Mythos 3: Agile garantiert schnellere Lieferung
In einer VUCA-Welt (volatil, unsicher, komplex, mehrdeutig) sind Garantien schwer zu bekommen – es sei denn, vielleicht vom Pathologen. Agile bietet schnelleres Feedback, sodass du weißt, ob etwas funktioniert, bevor du im Flugzeug sitzt und auf den Start hoffst. Der Fokus liegt auf inkrementellem Wert, der es dir ermöglicht, Schritt für Schritt Ergebnisse zu sehen. Dieser Mythos stammt wahrscheinlich aus unserem Wunsch nach einfachen Lösungen für komplexe Probleme.
Mythos 4: Agile ist unvereinbar mit einem festen Budget
Dieser Mythos könnte nicht weiter von der Wahrheit entfernt sein. Agile hilft dir, ein festes Budget auf die wichtigsten, mission-kritischen Elemente zu verteilen. Mit seinem prioritätsorientierten Fokus motiviert Agile Teams dazu, ihre Wunschliste zu operationalisieren und sicherzustellen, dass das Budget sinnvoll eingesetzt wird. Dank des inkrementellen Ansatzes macht Agile es einfacher, Schritt für Schritt voranzugehen und zu akzeptieren, dass du vielleicht nicht alles sofort bekommst – aber du wirst in die richtige Richtung gehen. Dieser Mythos ist ein Verwandter des Schwarz-Weiß-Denkens und anderer falscher Dichotomien.
Mythos 5: Agile bedeutet keinen Plan
Agile könnte bedeuten, keinen vollständigen Masterplan zu haben, wie du das Universum eroberst und die Welt glücklich regierst (bis der Arzt kommt). Das stimmt teilweise. Während du vielleicht keinen detaillierten Plan von Anfang bis Ende hast, wirst du ein klares Verständnis der nächsten Schritte und ihrer Abhängigkeiten haben. Dies übersetzt sich in Roadmaps, Release-Pläne und Visualisierungen sowohl der aktuellen als auch der zukünftigen Schritte. Gleichzeitig fordert Agile Flexibilität, Offenheit und die Vision, die mittel- und langfristige Planung anzupassen.

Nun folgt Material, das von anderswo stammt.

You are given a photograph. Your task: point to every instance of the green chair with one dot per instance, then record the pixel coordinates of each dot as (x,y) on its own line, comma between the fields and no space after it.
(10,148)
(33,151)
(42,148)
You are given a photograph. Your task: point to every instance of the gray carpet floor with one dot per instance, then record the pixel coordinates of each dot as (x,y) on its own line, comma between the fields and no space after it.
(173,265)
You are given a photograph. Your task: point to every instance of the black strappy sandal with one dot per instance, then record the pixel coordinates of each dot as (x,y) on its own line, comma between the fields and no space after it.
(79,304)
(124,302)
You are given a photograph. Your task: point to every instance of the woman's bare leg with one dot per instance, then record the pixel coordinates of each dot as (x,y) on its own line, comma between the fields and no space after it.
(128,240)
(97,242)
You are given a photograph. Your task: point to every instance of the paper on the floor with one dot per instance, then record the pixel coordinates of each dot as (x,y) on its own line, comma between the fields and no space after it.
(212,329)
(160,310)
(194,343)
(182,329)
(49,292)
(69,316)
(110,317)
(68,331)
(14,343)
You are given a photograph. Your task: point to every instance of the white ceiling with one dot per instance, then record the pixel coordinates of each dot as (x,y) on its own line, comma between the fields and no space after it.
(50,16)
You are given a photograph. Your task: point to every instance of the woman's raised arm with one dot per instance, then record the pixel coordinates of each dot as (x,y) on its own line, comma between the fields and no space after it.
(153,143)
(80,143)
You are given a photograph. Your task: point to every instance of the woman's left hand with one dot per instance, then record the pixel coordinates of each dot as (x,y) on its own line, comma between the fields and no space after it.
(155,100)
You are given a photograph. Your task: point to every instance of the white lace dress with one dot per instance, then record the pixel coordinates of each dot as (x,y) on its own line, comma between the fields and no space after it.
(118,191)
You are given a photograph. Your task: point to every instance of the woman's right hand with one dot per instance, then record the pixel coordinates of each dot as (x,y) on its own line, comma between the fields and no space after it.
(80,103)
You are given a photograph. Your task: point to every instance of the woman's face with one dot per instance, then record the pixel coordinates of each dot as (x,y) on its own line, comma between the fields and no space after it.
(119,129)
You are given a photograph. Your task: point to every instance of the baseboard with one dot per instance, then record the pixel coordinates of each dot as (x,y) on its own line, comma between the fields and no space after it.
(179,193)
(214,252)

Mythos 6: Agile bedeutet keine Deadlines
Dieser Mythos folgt direkt aus „Agile bedeutet keinen Plan“. In Wirklichkeit ist das Gegenteil der Fall. Die Sprint-Planung gibt dir ein konkretes Bild, wann du mit der Lieferung von priorisierten Elementen rechnen kannst. Diese beiden Mythen sprechen unsere menschliche Tendenz an, Optionen offen zu halten und uns vor Verpflichtungen zu drücken.
Fazit
Diese Liste ist definitiv nicht vollständig, und wir werden zu diesem Thema zu einem späteren Zeitpunkt zurückkehren. Aber was können wir daraus für eine gute Definition von Agile ableiten, zumindest vorerst? Agile ist ein Ansatz, der flexibel, anpassungsfähig und adaptiv ist. Es gibt dir die Freiheit, die Verantwortung und die Möglichkeit, deine begrenzten Ressourcen darauf zu fokussieren, das Richtige zur richtigen Zeit zu tun.